Die Presseabteilung war unglaublich darauf bedacht, nichts Negatives an die Öffentlichkeit kommen zu lassen. Ich glaube, das hat auch mit dem Machtgefüge der katholischen Kirche zu tun.

Inwiefern?

Man will bestimmen, wie über die Kirche gesprochen wird. Ein Beispiel: Der Steinmetz Etsuro Sotoo, ein Japaner, ehemals Zen-Buddhist, der zum katholischen Glauben konvertierte. Er darf zu Wort kommen, so viel er will. Aber dann der Künstler Josep Maria Subirachs, der aus tiefstem innerem Gewissen und eigener Schöpferkraft das Ganze durch eine, wie ich finde, sehr spannende Passionsfassade bereichert hat, dafür aber auch angefeindet wurde. Er sagt von sich selbst, er sei Agnostiker. Dies im Film zu benennen, schien bereits zu viel zu sein, das sollte lieber verschwiegen werden. Jeder offene und dadurch vielleicht auch kritische Blick auf die Sagrada Família wurde als Angriff gesehen.

Im Film kommt Subirachs dann aber doch ausführlich zu Wort.

Durch meinen Film «Ein Lied für Argyris» hatte ich Kontakt zum Musiker Jordi Savall, der wiederum mit dem damaligen Präsidenten der «Fundació Sagrada Família» befreundet war. Durch ihn erhielten wir die Möglichkeit, unseren Film «Sagrada» zu realisieren.

Hat sich der Aufwand gelohnt?

Auf jeden Fall! An der Premiere des Films in Barcelona ist etwas geschehen, das mich tief berührt hat. Viele der Mitarbeitenden und Protagonisten waren anwesend. Sie alle kamen nach dem Film nach vorne, verneigten sich – und plötzlich umarmen sich der damalige Chefarchitekt Jordi Bonet und der Architekt David Mackay, einer seiner grössten Kritiker. Nachher kam ein katalanischer Filmemacher zu mir und sagte: «Bist du dir eigentlich bewusst, was du geschafft hast? Du hast hier Leute zusammengebracht, die im wirklichen Leben nie ein Wort miteinander sprechen würden.»

Blick in die Basilika Sagrada Família in Barcelona. Foto: Alamy

Es muss Gründe geben, warum diese Kirche weitergebaut wird, trotz aller Widerstände. 

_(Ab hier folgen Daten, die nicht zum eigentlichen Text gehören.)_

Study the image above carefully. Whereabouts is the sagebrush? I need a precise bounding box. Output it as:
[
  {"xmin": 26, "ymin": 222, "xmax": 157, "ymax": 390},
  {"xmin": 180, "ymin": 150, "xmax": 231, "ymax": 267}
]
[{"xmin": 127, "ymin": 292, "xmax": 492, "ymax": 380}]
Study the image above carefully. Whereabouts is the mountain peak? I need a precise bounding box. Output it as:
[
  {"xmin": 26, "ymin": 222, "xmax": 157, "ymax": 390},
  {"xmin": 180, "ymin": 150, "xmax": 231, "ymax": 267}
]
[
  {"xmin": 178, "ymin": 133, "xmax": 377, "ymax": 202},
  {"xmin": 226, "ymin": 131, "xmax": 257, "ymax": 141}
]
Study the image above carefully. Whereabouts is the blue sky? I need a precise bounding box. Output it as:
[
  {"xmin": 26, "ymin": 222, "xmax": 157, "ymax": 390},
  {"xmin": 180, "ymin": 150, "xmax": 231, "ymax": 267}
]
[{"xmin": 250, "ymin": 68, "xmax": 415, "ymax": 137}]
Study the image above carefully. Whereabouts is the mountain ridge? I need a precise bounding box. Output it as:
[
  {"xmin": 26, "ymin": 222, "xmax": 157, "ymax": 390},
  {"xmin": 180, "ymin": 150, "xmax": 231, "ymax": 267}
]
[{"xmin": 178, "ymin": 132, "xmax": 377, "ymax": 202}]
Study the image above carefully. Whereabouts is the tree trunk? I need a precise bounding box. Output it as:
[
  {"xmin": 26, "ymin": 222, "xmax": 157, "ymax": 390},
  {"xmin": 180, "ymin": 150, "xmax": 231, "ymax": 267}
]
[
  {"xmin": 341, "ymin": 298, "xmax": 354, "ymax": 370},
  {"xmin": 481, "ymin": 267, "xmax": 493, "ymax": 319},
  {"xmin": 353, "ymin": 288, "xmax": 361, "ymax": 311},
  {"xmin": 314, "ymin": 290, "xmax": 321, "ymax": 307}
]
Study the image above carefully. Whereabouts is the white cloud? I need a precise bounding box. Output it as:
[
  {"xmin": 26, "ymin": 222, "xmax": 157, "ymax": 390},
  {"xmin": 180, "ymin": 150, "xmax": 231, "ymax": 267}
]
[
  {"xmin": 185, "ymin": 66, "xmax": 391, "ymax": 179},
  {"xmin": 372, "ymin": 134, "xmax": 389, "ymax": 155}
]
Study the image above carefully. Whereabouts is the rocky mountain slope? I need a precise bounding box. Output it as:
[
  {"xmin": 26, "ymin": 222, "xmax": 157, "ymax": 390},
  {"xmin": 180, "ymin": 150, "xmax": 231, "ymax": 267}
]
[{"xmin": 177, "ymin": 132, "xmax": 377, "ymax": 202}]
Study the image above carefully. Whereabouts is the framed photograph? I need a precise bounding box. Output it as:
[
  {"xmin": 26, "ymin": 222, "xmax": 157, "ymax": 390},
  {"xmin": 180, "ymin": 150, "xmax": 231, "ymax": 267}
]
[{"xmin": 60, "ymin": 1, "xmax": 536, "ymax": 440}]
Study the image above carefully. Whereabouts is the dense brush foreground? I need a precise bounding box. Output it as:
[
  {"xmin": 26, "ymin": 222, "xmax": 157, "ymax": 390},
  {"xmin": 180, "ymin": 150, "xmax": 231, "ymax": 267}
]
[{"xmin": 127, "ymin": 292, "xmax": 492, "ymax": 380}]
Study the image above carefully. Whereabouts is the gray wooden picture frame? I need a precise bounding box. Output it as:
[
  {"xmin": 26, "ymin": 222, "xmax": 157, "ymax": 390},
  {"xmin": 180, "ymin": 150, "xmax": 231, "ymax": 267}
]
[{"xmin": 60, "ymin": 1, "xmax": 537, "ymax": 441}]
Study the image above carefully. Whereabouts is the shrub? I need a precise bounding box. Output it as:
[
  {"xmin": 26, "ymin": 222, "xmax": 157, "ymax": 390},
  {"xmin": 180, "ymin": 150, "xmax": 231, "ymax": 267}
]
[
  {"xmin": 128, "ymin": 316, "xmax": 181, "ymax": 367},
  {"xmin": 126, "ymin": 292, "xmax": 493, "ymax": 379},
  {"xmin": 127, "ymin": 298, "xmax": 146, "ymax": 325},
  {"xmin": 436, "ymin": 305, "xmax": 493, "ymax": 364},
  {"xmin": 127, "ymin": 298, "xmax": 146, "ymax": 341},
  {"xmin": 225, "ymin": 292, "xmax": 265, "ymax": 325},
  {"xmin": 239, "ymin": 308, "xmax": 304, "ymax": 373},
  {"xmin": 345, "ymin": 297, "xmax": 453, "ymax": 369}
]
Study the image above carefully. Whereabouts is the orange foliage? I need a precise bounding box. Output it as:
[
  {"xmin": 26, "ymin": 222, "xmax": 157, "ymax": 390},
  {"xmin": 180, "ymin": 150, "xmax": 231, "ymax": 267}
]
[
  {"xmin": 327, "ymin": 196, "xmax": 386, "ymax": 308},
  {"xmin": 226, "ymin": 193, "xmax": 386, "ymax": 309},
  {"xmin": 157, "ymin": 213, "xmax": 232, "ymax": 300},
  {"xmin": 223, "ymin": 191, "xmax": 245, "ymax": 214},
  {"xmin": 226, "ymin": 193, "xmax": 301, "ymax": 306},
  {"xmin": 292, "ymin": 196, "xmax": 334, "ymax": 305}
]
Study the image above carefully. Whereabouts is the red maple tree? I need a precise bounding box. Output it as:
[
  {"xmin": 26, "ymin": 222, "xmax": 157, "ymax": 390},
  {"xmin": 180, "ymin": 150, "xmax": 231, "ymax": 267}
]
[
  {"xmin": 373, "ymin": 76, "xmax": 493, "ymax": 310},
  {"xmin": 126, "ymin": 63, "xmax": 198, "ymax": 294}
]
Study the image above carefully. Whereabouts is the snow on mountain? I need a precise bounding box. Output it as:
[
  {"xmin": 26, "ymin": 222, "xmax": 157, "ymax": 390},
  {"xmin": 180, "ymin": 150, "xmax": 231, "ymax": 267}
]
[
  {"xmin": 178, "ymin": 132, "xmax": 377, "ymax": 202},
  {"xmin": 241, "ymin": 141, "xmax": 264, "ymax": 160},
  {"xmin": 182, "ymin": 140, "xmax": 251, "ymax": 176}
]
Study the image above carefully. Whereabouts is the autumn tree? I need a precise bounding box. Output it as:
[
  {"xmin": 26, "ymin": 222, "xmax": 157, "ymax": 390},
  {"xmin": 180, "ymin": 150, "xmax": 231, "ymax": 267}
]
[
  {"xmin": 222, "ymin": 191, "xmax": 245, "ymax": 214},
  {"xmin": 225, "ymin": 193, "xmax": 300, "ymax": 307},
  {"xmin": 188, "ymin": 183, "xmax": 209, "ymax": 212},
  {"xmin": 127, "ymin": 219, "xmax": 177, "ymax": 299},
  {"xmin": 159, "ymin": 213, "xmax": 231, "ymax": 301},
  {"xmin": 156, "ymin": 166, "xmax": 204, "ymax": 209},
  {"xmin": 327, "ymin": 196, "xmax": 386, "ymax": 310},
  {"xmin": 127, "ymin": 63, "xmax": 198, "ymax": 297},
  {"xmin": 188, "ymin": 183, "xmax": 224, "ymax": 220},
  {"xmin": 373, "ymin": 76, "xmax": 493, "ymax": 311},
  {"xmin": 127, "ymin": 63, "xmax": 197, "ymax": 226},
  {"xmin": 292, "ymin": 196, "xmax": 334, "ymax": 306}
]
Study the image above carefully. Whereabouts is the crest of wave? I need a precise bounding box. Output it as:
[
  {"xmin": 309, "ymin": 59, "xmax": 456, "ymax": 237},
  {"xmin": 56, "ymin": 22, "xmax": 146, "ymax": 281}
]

Die Suche nach Schönheit und das Bedürfnis nach sakralen Orten, nach Kraftorten, das ist beileibe nicht ausgestorben. Ich glaube auch, dass Gaudí einen Samen gepflanzt hat, der stark ist: Am Beginn stand der Wille, Sühne zu leisten. Das finden wir gegenwärtig wieder in der Suche, etwas gutzumachen und – etwas Gutes zu machen.

Für jemanden, der noch nie dort war: Wie würden Sie die Sagrada Família beschreiben?

Eine Sphinx: unnahbar, eine Mischung aus verschiedenen Wesen. Die Sagrada Família hat für mein Gefühl etwas, das weit über eine dogmatisch-ideologisch eingefasste enge Religiosität hinausgeht. Sie hat auch etwas Wucherndes, mit all diesen Fingern, die als Türme in die Höhe steigen. Wie ein Rätsel, ein grosses Rätsel.